Radiological controls provided for drywell work, turbine work, refueling work, and radiological diving activities were commensurate with potential radiological hazards present. PECO supplied and required use of appropriate personnel radiation exposure monitoring devices during work activities. The devices were properly worn and were supplemented with additional dosimetry for workers entering areas exhibiting dose rate gradients (e.g., under vessel work). Worker dosimetry records were updated and properly maintained.
PECO used real time, alarming electronic teledosimetry to monitor worker radiation exposures in high radiation areas. Workers were observed to be monitored with teledosimetry during selected work (e.g., drywell work, under vessel work, and diving activities). Radiological controls personnel maintained cognizance of worker radiation exposure accumulation and provided feedback to workers (via headsets),
as to their accumulated exposure and low-dose waiting areas. Dosimetry alarm setpoints were reasonable.

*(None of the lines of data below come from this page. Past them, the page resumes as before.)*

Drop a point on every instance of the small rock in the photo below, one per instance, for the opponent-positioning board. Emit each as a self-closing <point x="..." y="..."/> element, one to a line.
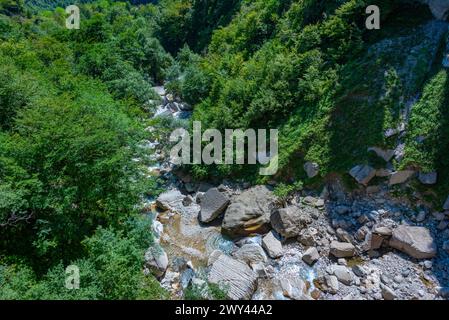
<point x="308" y="237"/>
<point x="438" y="215"/>
<point x="342" y="209"/>
<point x="387" y="293"/>
<point x="421" y="216"/>
<point x="443" y="225"/>
<point x="384" y="154"/>
<point x="415" y="241"/>
<point x="359" y="271"/>
<point x="212" y="205"/>
<point x="428" y="178"/>
<point x="293" y="287"/>
<point x="383" y="231"/>
<point x="331" y="283"/>
<point x="312" y="169"/>
<point x="311" y="256"/>
<point x="363" y="173"/>
<point x="156" y="260"/>
<point x="446" y="246"/>
<point x="342" y="262"/>
<point x="400" y="177"/>
<point x="239" y="280"/>
<point x="343" y="274"/>
<point x="272" y="245"/>
<point x="289" y="221"/>
<point x="251" y="254"/>
<point x="342" y="249"/>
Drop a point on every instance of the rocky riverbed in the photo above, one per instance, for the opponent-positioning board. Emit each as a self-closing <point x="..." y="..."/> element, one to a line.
<point x="330" y="245"/>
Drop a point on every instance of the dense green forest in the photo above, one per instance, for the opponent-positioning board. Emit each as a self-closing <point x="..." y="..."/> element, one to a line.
<point x="74" y="104"/>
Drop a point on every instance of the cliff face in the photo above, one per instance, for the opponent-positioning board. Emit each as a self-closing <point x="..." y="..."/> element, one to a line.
<point x="439" y="8"/>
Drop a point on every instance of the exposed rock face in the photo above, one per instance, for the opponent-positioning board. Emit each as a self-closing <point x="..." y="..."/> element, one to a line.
<point x="400" y="177"/>
<point x="156" y="261"/>
<point x="251" y="254"/>
<point x="249" y="213"/>
<point x="238" y="280"/>
<point x="213" y="204"/>
<point x="363" y="173"/>
<point x="289" y="221"/>
<point x="342" y="249"/>
<point x="415" y="241"/>
<point x="272" y="245"/>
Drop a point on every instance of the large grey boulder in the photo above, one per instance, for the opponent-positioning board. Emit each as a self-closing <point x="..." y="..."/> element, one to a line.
<point x="272" y="245"/>
<point x="342" y="249"/>
<point x="289" y="221"/>
<point x="251" y="254"/>
<point x="343" y="274"/>
<point x="384" y="154"/>
<point x="293" y="288"/>
<point x="311" y="256"/>
<point x="363" y="174"/>
<point x="249" y="213"/>
<point x="400" y="177"/>
<point x="234" y="277"/>
<point x="213" y="203"/>
<point x="169" y="199"/>
<point x="156" y="260"/>
<point x="174" y="201"/>
<point x="415" y="241"/>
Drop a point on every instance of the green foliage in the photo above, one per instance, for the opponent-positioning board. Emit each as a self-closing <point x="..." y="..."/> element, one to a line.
<point x="71" y="105"/>
<point x="110" y="269"/>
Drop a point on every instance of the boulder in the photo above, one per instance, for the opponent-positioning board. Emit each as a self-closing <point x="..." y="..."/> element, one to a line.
<point x="235" y="277"/>
<point x="373" y="242"/>
<point x="446" y="246"/>
<point x="312" y="169"/>
<point x="156" y="261"/>
<point x="249" y="213"/>
<point x="343" y="274"/>
<point x="251" y="254"/>
<point x="342" y="249"/>
<point x="308" y="237"/>
<point x="293" y="288"/>
<point x="169" y="199"/>
<point x="289" y="221"/>
<point x="384" y="154"/>
<point x="363" y="174"/>
<point x="213" y="204"/>
<point x="272" y="245"/>
<point x="311" y="256"/>
<point x="331" y="282"/>
<point x="400" y="177"/>
<point x="415" y="241"/>
<point x="428" y="178"/>
<point x="387" y="293"/>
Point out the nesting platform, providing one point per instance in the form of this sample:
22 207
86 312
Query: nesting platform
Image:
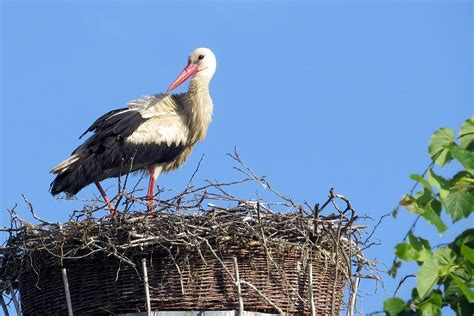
245 258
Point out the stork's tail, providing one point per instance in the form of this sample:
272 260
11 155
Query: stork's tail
70 176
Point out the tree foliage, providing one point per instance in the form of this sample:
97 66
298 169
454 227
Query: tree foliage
445 274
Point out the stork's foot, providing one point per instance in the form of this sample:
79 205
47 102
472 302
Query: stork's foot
112 209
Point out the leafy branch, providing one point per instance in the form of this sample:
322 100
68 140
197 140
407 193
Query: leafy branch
445 275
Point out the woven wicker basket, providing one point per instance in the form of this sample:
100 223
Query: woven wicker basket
102 285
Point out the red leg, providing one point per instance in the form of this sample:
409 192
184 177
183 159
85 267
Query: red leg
151 188
112 209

Radiological areas (e.g., high radiation areas, radiation areas) were properly posted and controlled. PECO used numerous remote television cameras to monitor activities in high radiation areas.
Airborne radioactivity sampling and analysis for ongoing work was commensurate with the radiological hazard present. No individual sustained any significant intake of airborne radioactivity as of the end of the inspection. PECO implemented use of close-capture engineering controls to reduce ambient and peak concentrations of airborne radioactivity. Individuals were observed to properly use respiratory protective equipment. Breathing air quality, for air supplied respirators, was properly evaluated in accordance with applicable standards.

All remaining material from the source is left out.